Usage of ruler package

2017-12-05

rstats ruler

Usage examples of ruler package: dplyr-style exploration and validation of data frame like objects.

Prologue

My previous post tells a story about design of my ruler package, which presents tools for “… creating data validation pipelines and tidy reports”. This package offers a framework for exploring and validating data frame like objects using dplyr grammar of data manipulation.

This post is intended to show some close to reality ruler usage examples. Described methods and approaches reflect package design. Along the way you will learn why Yoda and Jabba the Hutt are “outliers” among core “Star Wars” characters.
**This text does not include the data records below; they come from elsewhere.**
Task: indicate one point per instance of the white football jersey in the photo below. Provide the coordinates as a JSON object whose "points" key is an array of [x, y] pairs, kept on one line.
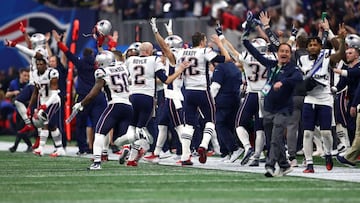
{"points": [[255, 72], [173, 90], [31, 53], [321, 94], [116, 86], [196, 76], [43, 81], [142, 73]]}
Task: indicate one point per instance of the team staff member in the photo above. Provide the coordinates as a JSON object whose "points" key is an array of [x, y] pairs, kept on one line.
{"points": [[278, 103]]}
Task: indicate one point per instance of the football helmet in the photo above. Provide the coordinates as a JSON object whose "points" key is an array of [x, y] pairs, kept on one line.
{"points": [[133, 49], [104, 59], [260, 44], [103, 27], [43, 52], [353, 40], [40, 118], [37, 40], [174, 41]]}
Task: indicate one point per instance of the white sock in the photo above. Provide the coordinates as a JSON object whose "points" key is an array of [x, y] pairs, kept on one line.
{"points": [[162, 136], [186, 138], [106, 144], [57, 138], [128, 138], [208, 133], [215, 143], [259, 142], [98, 146], [342, 134], [21, 108], [180, 129], [308, 146], [134, 151], [318, 140], [243, 136], [328, 141]]}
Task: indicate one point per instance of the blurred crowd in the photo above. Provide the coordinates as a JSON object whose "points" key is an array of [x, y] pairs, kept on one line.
{"points": [[231, 13]]}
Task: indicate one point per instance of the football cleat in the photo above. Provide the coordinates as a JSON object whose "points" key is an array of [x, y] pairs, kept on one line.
{"points": [[293, 163], [58, 152], [152, 158], [164, 155], [95, 166], [285, 171], [104, 157], [236, 154], [254, 162], [329, 162], [123, 156], [131, 163], [270, 172], [225, 159], [38, 152], [12, 149], [37, 142], [187, 163], [309, 169], [28, 150], [247, 156], [27, 128], [202, 155], [114, 149], [344, 161]]}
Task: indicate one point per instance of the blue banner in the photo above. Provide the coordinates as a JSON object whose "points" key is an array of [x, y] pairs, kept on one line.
{"points": [[38, 18]]}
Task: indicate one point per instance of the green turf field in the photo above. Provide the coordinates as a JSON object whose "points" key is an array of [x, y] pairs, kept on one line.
{"points": [[27, 178]]}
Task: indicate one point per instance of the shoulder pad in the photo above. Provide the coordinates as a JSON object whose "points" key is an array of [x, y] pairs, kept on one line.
{"points": [[99, 73]]}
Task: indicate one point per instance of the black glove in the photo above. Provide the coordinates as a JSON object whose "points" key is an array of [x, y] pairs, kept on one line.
{"points": [[294, 31], [218, 29]]}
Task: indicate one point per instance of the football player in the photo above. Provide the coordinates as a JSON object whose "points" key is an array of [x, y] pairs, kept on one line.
{"points": [[46, 115], [318, 102], [252, 106], [144, 69], [197, 83], [171, 113]]}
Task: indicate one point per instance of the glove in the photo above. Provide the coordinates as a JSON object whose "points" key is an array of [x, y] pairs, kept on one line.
{"points": [[294, 31], [10, 43], [169, 27], [111, 43], [78, 107], [100, 40], [153, 25], [22, 28], [218, 30], [249, 17], [28, 112], [43, 107], [248, 25], [333, 90]]}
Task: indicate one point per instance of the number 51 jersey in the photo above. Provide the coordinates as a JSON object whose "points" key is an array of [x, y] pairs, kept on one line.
{"points": [[116, 86]]}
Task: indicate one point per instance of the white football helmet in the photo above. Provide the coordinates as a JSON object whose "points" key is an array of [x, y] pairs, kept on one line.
{"points": [[260, 44], [104, 59], [174, 41], [40, 118], [353, 40], [103, 27], [133, 49], [37, 40], [43, 52]]}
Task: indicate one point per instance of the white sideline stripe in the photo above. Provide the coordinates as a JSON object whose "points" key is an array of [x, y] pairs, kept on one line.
{"points": [[337, 173]]}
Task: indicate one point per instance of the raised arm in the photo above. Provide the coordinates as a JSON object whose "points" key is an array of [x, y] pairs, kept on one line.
{"points": [[340, 53], [164, 47], [232, 51]]}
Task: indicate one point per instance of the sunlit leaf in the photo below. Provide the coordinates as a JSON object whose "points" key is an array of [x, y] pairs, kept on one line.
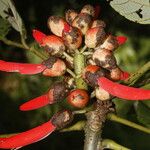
{"points": [[134, 10], [9, 12], [4, 27]]}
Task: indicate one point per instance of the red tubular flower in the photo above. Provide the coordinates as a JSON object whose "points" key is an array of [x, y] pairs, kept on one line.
{"points": [[22, 68], [123, 91], [59, 120], [28, 137]]}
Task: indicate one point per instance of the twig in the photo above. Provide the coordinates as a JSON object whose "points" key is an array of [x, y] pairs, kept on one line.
{"points": [[110, 144], [115, 118]]}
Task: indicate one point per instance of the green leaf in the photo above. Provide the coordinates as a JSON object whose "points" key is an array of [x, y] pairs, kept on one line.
{"points": [[9, 12], [134, 10], [4, 27], [143, 113]]}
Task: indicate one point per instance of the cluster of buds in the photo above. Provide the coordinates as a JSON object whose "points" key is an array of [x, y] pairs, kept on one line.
{"points": [[78, 33]]}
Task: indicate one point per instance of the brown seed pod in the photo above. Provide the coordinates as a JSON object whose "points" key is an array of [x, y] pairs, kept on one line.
{"points": [[55, 67], [70, 82], [58, 91], [70, 15], [94, 37], [53, 45], [101, 94], [91, 73], [56, 25], [88, 9], [83, 22], [72, 38], [78, 98], [62, 118], [98, 23], [104, 58], [110, 43]]}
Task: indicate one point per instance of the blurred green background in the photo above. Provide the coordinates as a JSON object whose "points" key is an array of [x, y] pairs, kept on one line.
{"points": [[16, 89]]}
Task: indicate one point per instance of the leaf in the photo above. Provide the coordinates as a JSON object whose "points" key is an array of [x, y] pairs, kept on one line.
{"points": [[4, 27], [9, 12], [143, 113], [134, 10]]}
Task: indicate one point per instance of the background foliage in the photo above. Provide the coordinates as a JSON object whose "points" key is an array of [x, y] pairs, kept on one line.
{"points": [[16, 89]]}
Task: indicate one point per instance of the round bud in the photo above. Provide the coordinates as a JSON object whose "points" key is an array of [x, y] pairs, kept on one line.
{"points": [[98, 23], [56, 25], [72, 38], [55, 67], [78, 98], [115, 74], [53, 45], [62, 118], [70, 15], [70, 82], [88, 9], [91, 73], [101, 94], [57, 92], [94, 37], [110, 43], [104, 58], [83, 22]]}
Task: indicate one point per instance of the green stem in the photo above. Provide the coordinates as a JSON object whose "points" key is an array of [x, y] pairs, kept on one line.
{"points": [[134, 77], [110, 144], [115, 118], [79, 65]]}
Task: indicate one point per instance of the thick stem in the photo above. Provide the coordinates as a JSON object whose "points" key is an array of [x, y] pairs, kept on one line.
{"points": [[115, 118], [95, 121], [79, 65]]}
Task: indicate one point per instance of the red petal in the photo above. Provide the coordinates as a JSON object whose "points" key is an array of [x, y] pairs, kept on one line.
{"points": [[36, 103], [123, 91], [66, 27], [97, 11], [27, 137], [22, 68], [121, 39], [38, 36], [124, 75]]}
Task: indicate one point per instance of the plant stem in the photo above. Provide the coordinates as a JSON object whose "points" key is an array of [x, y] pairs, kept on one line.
{"points": [[134, 77], [115, 118], [95, 121], [79, 65], [110, 144]]}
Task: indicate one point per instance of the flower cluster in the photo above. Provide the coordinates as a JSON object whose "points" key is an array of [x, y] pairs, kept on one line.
{"points": [[79, 34]]}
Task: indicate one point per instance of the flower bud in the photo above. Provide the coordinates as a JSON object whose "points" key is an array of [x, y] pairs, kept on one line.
{"points": [[55, 67], [83, 22], [53, 45], [78, 98], [94, 37], [101, 94], [70, 15], [98, 23], [72, 37], [88, 9], [56, 25], [104, 58]]}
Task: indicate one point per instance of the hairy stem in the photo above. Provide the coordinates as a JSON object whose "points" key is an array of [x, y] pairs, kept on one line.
{"points": [[115, 118], [95, 122], [79, 65]]}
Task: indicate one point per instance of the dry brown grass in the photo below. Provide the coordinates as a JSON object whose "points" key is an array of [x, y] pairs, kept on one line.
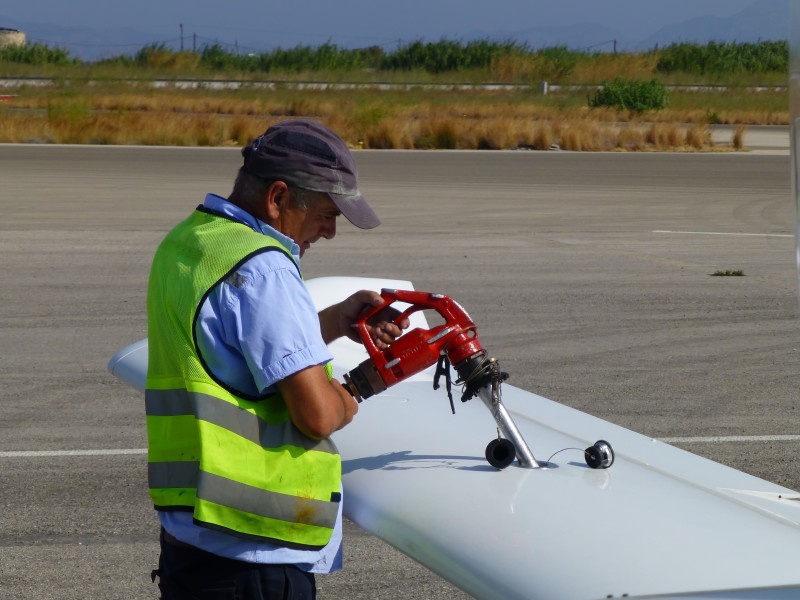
{"points": [[474, 120]]}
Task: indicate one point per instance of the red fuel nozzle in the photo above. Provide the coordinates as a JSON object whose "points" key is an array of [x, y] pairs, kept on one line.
{"points": [[417, 349]]}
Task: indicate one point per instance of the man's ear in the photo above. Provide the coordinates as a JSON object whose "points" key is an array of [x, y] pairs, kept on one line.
{"points": [[277, 197]]}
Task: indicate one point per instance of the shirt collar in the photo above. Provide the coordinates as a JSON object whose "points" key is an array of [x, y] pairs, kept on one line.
{"points": [[229, 209]]}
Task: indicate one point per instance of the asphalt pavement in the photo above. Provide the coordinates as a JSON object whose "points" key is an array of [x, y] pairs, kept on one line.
{"points": [[589, 276]]}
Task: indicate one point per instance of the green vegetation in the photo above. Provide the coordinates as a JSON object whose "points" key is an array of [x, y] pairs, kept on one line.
{"points": [[638, 96], [477, 61], [725, 58], [420, 95], [35, 54]]}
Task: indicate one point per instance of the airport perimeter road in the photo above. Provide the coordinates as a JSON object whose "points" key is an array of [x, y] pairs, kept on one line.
{"points": [[588, 275]]}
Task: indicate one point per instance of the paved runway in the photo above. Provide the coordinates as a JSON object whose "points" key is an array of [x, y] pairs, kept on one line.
{"points": [[588, 275]]}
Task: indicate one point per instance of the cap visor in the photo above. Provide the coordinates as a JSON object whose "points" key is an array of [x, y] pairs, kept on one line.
{"points": [[357, 211]]}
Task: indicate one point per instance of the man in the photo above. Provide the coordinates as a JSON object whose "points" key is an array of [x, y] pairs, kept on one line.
{"points": [[240, 400]]}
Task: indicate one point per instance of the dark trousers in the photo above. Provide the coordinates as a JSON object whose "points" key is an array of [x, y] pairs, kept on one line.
{"points": [[187, 573]]}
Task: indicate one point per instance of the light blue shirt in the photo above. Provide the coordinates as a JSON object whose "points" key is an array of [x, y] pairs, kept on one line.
{"points": [[255, 328]]}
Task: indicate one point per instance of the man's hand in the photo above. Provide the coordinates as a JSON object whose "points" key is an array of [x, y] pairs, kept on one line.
{"points": [[337, 321]]}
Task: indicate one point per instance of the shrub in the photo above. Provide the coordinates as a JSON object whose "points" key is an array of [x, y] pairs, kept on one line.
{"points": [[638, 96]]}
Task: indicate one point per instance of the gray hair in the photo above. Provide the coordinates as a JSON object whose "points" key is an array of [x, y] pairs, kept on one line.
{"points": [[249, 189]]}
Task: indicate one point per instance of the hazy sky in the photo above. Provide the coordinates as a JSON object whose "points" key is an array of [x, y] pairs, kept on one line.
{"points": [[359, 22]]}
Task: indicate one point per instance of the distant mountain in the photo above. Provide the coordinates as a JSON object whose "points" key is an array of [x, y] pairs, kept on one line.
{"points": [[762, 20]]}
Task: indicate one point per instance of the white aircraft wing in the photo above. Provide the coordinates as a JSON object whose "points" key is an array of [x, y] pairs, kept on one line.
{"points": [[659, 523]]}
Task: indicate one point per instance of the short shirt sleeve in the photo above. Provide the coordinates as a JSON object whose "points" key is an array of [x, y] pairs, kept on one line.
{"points": [[259, 325]]}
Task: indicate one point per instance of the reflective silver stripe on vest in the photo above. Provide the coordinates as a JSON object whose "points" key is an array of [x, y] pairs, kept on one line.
{"points": [[273, 505], [227, 492], [173, 403], [173, 474]]}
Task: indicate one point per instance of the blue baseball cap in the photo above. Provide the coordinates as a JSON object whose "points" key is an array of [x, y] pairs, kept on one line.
{"points": [[308, 155]]}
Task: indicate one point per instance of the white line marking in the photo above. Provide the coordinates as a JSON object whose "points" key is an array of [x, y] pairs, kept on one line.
{"points": [[724, 233], [38, 453], [713, 439]]}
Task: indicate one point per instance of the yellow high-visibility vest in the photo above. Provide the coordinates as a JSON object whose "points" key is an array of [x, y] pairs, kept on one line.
{"points": [[238, 463]]}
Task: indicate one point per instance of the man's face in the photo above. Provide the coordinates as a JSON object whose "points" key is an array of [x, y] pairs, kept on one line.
{"points": [[306, 226]]}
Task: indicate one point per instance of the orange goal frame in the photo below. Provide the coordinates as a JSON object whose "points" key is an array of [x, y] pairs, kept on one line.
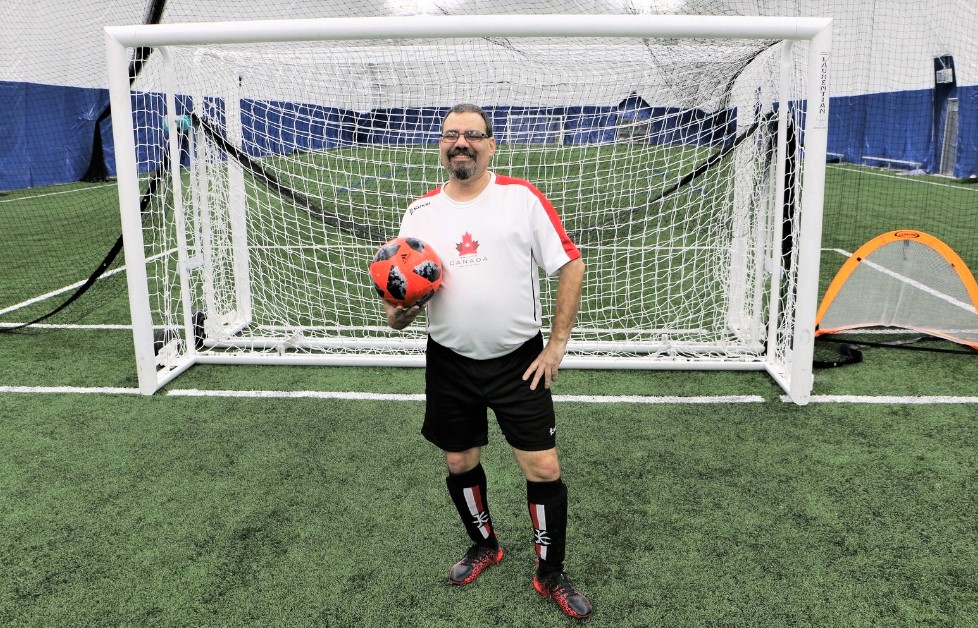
{"points": [[863, 252]]}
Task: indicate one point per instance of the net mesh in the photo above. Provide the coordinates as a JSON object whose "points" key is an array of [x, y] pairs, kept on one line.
{"points": [[299, 159]]}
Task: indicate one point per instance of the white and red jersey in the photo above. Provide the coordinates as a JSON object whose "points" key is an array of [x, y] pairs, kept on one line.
{"points": [[491, 249]]}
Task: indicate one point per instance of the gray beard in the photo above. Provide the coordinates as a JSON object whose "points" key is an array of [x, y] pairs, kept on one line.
{"points": [[462, 172]]}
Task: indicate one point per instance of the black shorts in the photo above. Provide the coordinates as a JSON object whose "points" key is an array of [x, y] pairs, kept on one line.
{"points": [[460, 390]]}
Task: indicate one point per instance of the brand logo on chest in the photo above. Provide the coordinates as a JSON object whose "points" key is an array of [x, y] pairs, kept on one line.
{"points": [[468, 252]]}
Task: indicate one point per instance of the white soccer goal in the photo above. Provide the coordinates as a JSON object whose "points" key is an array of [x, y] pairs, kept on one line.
{"points": [[684, 153]]}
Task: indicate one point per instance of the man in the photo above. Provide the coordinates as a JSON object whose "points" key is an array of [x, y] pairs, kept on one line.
{"points": [[485, 348]]}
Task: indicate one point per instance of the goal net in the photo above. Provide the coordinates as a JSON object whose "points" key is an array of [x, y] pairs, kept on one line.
{"points": [[684, 154]]}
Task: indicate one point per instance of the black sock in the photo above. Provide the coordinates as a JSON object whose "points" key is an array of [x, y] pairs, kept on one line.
{"points": [[548, 512], [468, 492]]}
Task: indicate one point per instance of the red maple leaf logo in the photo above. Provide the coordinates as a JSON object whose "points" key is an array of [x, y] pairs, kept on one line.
{"points": [[467, 246]]}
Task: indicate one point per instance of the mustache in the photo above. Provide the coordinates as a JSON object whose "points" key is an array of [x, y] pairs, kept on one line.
{"points": [[461, 151]]}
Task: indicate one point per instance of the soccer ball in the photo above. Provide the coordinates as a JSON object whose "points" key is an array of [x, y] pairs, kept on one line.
{"points": [[406, 272]]}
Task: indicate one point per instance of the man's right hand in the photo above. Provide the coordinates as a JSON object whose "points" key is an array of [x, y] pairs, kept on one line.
{"points": [[400, 317]]}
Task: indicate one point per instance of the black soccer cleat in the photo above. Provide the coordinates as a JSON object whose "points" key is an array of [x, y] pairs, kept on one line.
{"points": [[476, 560], [556, 585]]}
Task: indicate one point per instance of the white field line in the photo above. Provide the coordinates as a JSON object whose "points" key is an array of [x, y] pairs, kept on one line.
{"points": [[362, 396]]}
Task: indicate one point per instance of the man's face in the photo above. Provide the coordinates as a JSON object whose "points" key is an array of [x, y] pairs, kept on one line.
{"points": [[466, 159]]}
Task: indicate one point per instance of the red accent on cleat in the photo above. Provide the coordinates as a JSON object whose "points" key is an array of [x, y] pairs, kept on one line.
{"points": [[564, 593], [476, 560]]}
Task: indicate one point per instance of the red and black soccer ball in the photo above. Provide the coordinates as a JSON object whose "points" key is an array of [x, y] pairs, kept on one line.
{"points": [[406, 272]]}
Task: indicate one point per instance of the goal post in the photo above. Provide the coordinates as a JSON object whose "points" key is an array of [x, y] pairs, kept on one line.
{"points": [[685, 155]]}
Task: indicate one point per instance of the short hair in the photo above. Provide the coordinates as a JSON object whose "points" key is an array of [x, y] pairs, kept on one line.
{"points": [[470, 108]]}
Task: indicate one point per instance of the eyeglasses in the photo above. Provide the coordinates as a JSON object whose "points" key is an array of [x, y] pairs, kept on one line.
{"points": [[470, 136]]}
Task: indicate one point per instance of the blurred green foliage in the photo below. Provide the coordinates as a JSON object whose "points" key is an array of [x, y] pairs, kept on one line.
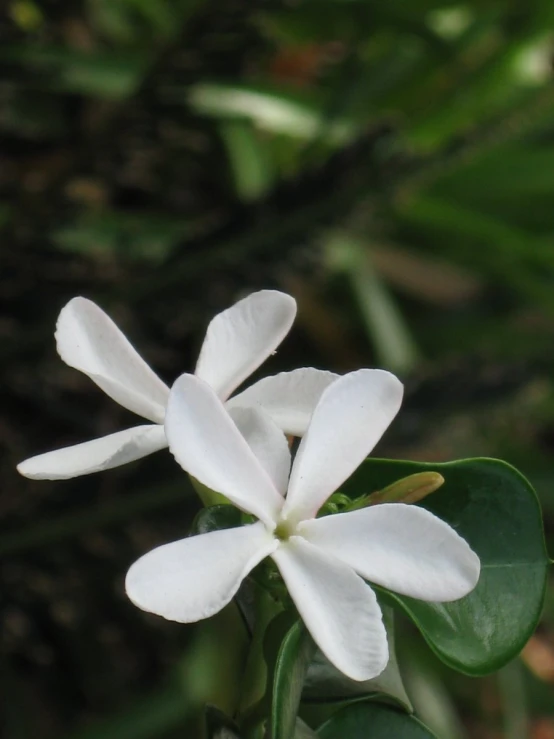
{"points": [[390, 164]]}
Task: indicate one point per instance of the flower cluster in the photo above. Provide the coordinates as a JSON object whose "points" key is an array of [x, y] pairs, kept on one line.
{"points": [[238, 447]]}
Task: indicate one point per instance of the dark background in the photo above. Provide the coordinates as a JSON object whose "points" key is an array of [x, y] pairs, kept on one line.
{"points": [[391, 165]]}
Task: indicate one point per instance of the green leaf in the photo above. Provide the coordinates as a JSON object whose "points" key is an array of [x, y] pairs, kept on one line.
{"points": [[215, 518], [271, 110], [325, 683], [295, 654], [364, 720], [219, 725], [493, 507], [248, 158]]}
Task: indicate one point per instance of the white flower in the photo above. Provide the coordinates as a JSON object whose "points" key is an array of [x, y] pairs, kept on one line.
{"points": [[237, 342], [322, 560]]}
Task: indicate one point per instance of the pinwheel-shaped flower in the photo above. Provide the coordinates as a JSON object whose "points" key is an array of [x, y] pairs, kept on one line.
{"points": [[322, 560], [237, 342]]}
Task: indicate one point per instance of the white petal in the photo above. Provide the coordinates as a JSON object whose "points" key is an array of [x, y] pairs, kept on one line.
{"points": [[268, 443], [402, 547], [194, 578], [350, 418], [89, 340], [95, 456], [339, 609], [242, 337], [208, 445], [289, 397]]}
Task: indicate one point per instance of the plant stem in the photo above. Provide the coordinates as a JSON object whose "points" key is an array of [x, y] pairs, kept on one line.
{"points": [[251, 711]]}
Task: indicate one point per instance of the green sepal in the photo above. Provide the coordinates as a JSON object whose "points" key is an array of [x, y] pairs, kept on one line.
{"points": [[495, 509], [365, 719]]}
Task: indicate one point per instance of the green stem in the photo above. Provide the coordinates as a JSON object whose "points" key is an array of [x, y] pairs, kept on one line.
{"points": [[252, 706]]}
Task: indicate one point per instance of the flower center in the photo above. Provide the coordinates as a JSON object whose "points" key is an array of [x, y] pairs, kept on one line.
{"points": [[284, 529]]}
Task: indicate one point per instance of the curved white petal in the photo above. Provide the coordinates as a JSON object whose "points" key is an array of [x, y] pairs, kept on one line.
{"points": [[350, 418], [268, 443], [402, 547], [89, 340], [95, 456], [289, 397], [208, 445], [339, 609], [194, 578], [242, 337]]}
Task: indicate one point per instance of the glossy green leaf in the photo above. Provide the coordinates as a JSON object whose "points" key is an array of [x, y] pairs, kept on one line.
{"points": [[373, 721], [215, 518], [496, 510], [293, 659], [325, 683]]}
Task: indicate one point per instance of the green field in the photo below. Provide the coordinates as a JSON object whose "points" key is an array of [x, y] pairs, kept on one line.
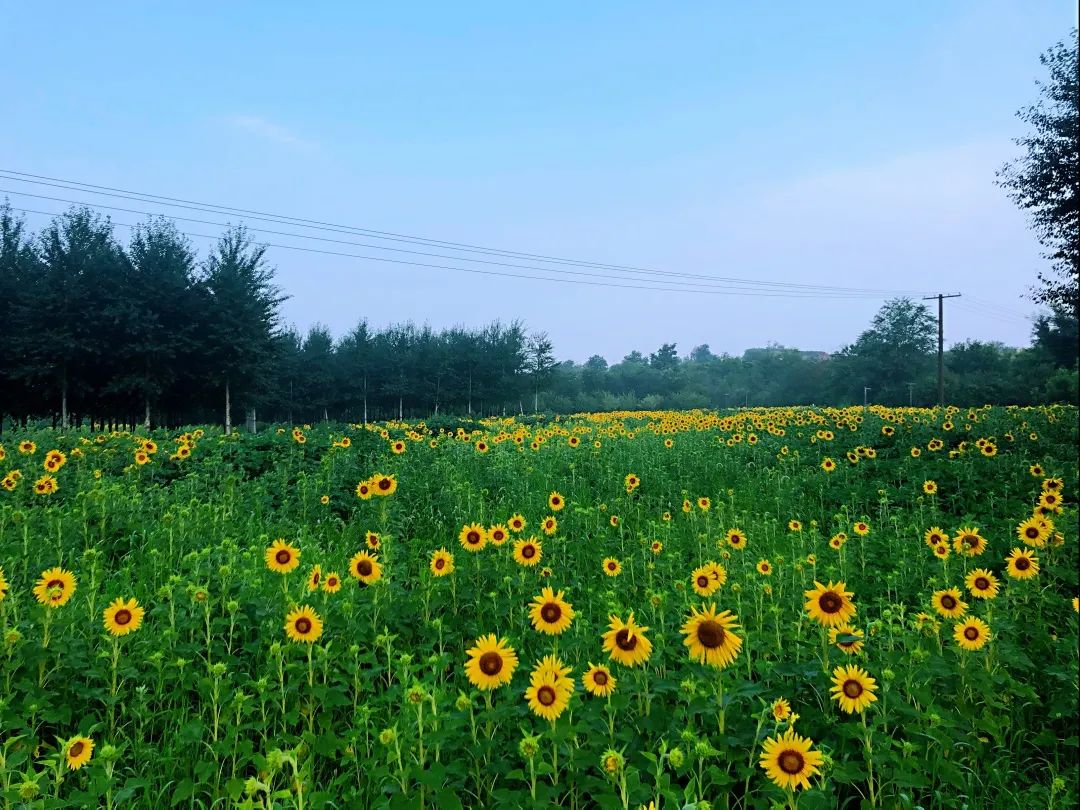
{"points": [[226, 694]]}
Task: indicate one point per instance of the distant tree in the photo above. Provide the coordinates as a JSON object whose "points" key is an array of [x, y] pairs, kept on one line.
{"points": [[1045, 180]]}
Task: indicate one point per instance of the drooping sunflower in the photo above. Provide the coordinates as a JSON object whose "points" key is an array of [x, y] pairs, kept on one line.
{"points": [[790, 761], [969, 542], [77, 752], [829, 605], [282, 557], [1022, 564], [847, 638], [472, 537], [528, 552], [121, 617], [853, 688], [626, 643], [598, 680], [365, 567], [1031, 532], [491, 662], [550, 612], [982, 584], [442, 563], [972, 633], [54, 588], [711, 637], [304, 625], [948, 604]]}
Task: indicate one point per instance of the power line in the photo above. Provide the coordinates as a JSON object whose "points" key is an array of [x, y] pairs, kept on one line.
{"points": [[320, 225], [778, 294], [724, 285]]}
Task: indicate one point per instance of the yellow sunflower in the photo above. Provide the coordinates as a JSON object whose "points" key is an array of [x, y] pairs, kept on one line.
{"points": [[491, 662], [122, 617], [853, 688], [598, 680], [55, 588], [282, 557], [626, 643], [711, 637], [1022, 564], [302, 624], [829, 605], [790, 761], [550, 612], [972, 633]]}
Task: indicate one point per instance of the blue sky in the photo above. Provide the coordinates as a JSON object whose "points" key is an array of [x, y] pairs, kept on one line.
{"points": [[845, 144]]}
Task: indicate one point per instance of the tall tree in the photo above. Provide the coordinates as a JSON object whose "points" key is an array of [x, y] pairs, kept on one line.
{"points": [[1044, 181]]}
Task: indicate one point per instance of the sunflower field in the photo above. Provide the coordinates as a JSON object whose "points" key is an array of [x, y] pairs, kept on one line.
{"points": [[772, 607]]}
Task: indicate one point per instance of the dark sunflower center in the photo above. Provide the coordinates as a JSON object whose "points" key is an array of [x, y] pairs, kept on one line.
{"points": [[711, 634], [490, 663], [791, 761], [829, 603]]}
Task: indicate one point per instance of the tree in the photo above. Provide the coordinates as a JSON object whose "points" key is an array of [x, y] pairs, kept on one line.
{"points": [[1044, 181]]}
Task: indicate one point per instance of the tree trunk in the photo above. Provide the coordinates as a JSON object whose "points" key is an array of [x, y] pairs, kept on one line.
{"points": [[228, 410]]}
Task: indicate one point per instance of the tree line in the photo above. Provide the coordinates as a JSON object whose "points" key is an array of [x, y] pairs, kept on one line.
{"points": [[147, 333]]}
For more information see README (for relatively brief comprehensive introduction) or vignettes (for more thorough description of package capabilities).

Beware of a lot of code.

Overview

suppressMessages(library(dplyr))
suppressMessages(library(purrr))
library(ruler)

The general way of performing validation with ruler can be described with following steps:

  • Formulate a validation task. It is usually stated in the form of a yes-no question or true-false statement about some part (data unit) of an input data frame. Data unit can be one of: data [as a whole], group of rows [as a whole], column [as a whole], row [as a whole], cell. For example, does every column contain elements with sum more than 100?.
  • Create a dplyr-style validation function (rule pack) which checks desired data unit for obedience to [possibly] several rules:
    mtcars %>% summarise_all(funs(enough_sum = sum(.) > 100))
    • Use ruler’s function rules() instead of explicit or implicit usage of funs():
    mtcars %>% summarise_all(rules(enough_sum = sum(.) > 100))
    . %>% summarise_all(rules(enough_sum = sum(.) > 100))
    • Wrap with rule specification function to explicitly identify validated data unit and to name rule pack. In this case it is col_packs() for column data unit with “is_enough_sum” as rule pack name:
    col_packs(
      is_enough_sum = . %>% summarise_all(rules(is_enough = sum(.) > 100))
    )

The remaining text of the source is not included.